Oleh karena latar belakang tersebut, peneliti merasa perlu untuk mengetahui
pengaruh pemberian air minum terhadap respon termoregulasi pada aktivitas fisik
individu yang berada di iklim tropis Indonesia di sekitar garis khatulistiwa yaitu
antara 23,5°LU-23,5°LS untuk menganalisis perbedaan termoregulasi berdasarkan
pola pemberian air minum di Indonesia yang relatif panas dibandingkan dengan
iklim subtropis atau sedang.
1.2. Rumusan Masalah
Berdasarkan latar belakang yang telah diuraikan sebelumnya, rumusan masalah
pada penelitian ini yaitu:
“Menganalisis pengaruh pemberian air minum terhadap respon termoregulasi
pada aktivitas fisik manusia”.
1.3. Batasan Masalah
Agar permasalahan yang dikaji yang dalam penelitian ini tidak terlalu luas dan
bias, maka batasan masalah yang penulis berikan dalam penelitian ini adalah
sebagai berikut:
4
1. Ruang lingkup dari masalah ini adalah tentang pengaruh pola minum
terhadap sistem pengatur temperatur tubuh manusia pada saat melakukan
aktivitas fisik.
2. Responden penelitian ini adalah mahasiswa yang tinggal di iklim tropis
Indonesia.
3. Aktivitas fisik dilakukan dengan berlari pada treadmill.
4. Variabel fisiologis yang diukur dari objek penelitian adalah denyut jantung,
temperatur kulit, temperatur membran timpani, berkurangnya berat badan,
dan variabel subjektif.
5. Kondisi lingkungan tempat penelitian mempunyai temperatur 28°C,
kelembaban 50% dan temperatur air minum 20-25°C
Adapun asumsi yang digunakan dalam penelitian adalah sebagai berikut:
1. Subjek penelitian diukur dalam keadaan fit sehingga tidak terdapat
gangguan internal dalam tubuh subjek saat penelitian berlangsung.
2. Ruang laboratorium dianggap ruang steril dan tidak terdapat gangguan
lingkungan yang akan mempengaruhi data hasil penelitian yang dilakukan.

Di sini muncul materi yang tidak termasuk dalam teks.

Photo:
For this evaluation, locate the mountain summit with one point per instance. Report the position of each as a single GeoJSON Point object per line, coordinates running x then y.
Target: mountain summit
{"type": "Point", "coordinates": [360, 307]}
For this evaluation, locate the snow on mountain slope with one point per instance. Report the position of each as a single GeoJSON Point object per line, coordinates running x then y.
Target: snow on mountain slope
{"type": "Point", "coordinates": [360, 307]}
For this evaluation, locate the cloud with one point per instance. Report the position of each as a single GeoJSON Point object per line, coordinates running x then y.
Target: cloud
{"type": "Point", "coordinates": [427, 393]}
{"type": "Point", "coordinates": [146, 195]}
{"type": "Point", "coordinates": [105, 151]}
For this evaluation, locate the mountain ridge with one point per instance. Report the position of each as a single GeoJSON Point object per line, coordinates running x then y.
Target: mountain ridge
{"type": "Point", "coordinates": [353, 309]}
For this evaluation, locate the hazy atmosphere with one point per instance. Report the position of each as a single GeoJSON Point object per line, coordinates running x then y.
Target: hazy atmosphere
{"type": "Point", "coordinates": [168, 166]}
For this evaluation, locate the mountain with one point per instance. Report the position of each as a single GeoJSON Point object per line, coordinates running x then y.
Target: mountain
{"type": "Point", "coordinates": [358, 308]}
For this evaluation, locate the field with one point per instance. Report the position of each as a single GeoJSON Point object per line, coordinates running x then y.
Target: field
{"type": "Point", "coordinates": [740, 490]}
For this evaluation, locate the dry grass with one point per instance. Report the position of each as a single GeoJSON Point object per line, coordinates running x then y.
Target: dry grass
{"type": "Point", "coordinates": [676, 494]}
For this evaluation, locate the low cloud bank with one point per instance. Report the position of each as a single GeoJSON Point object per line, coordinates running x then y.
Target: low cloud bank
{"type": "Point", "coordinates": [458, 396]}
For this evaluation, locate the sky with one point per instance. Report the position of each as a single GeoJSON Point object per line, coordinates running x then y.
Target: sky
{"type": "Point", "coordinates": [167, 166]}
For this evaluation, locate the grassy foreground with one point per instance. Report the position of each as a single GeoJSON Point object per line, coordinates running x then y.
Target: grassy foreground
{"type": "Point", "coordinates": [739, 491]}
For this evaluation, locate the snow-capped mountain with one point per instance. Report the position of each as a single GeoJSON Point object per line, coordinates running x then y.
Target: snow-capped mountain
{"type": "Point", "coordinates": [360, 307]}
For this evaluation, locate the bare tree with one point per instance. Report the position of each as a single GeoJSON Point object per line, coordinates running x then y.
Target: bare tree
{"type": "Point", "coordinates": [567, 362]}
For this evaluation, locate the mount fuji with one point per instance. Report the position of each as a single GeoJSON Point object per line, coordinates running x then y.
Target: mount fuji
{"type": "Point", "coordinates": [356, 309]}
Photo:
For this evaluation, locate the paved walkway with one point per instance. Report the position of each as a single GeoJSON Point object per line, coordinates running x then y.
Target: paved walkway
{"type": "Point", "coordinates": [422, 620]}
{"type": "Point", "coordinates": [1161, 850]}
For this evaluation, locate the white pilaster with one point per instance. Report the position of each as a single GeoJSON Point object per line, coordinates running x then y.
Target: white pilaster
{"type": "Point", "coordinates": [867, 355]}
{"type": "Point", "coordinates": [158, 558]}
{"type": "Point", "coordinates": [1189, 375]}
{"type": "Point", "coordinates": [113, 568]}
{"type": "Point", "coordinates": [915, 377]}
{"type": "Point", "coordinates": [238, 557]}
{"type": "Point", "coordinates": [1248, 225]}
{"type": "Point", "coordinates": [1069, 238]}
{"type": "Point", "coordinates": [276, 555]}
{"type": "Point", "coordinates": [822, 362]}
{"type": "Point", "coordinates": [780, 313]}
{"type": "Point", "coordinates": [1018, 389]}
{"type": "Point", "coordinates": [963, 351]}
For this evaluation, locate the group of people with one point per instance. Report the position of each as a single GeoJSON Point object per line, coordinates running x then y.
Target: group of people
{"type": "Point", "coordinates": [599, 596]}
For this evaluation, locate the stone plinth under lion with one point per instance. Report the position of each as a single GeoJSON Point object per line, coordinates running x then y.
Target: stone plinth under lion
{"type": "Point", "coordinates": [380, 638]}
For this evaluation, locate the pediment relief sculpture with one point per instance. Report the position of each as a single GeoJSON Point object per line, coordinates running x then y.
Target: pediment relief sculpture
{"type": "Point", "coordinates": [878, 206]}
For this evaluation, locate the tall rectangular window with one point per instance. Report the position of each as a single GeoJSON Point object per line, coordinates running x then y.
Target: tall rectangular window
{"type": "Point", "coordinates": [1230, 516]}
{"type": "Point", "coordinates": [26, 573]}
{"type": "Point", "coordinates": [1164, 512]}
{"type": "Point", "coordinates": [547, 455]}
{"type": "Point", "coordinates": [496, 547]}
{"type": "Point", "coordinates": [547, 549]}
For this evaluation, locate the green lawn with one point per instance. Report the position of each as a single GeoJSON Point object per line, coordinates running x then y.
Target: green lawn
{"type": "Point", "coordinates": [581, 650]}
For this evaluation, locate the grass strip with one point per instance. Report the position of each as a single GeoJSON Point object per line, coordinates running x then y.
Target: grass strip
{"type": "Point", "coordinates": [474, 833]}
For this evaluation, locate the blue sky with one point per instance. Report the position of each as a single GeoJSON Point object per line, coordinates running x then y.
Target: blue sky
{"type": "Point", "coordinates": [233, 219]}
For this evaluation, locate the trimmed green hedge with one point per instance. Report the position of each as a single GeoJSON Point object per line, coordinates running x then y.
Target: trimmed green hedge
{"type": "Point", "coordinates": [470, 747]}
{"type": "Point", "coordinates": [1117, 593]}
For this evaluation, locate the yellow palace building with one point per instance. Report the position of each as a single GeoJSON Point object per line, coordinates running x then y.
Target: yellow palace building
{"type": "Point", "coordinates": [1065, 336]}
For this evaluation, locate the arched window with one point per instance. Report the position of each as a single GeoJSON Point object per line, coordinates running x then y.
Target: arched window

3. Tidak terdapat pengaruh aklimatisasi pada responden.
4. Beban fisik yang dilakukan setiap subjek sama saat melakukan aktivitas
treadmill.
1.4. Tujuan Penelitian
Tujuan dari penelitian yang akan dilakukan oleh Peneliti adalah sebagai berikut:
1. Untuk menganalisis pengaruh asupan air minum terhadap thermoregulatory
responses pada aktivitas fisik.
2. Untuk menganalisis pola minum dan volume air minum yang sesuai
terhadap keseimbangan panas tubuh individu.
5
1.5. Manfaat Penelitian
Penelitian yang dilakukan diharapkan dapat memberikan beberapa manfaat
sebagai berikut:
1. Dapat
mengetahui
pengaruh
pemberian
air
minum
terhadap
thermoregulatory responses pada saat aktivitas fisik.
2. Dapat menjadi pedoman untuk rekomendasi volume dan pola pemberian air
minum yang sesuai bagi pekerja dengan aktivitas fisik yang dilakukan.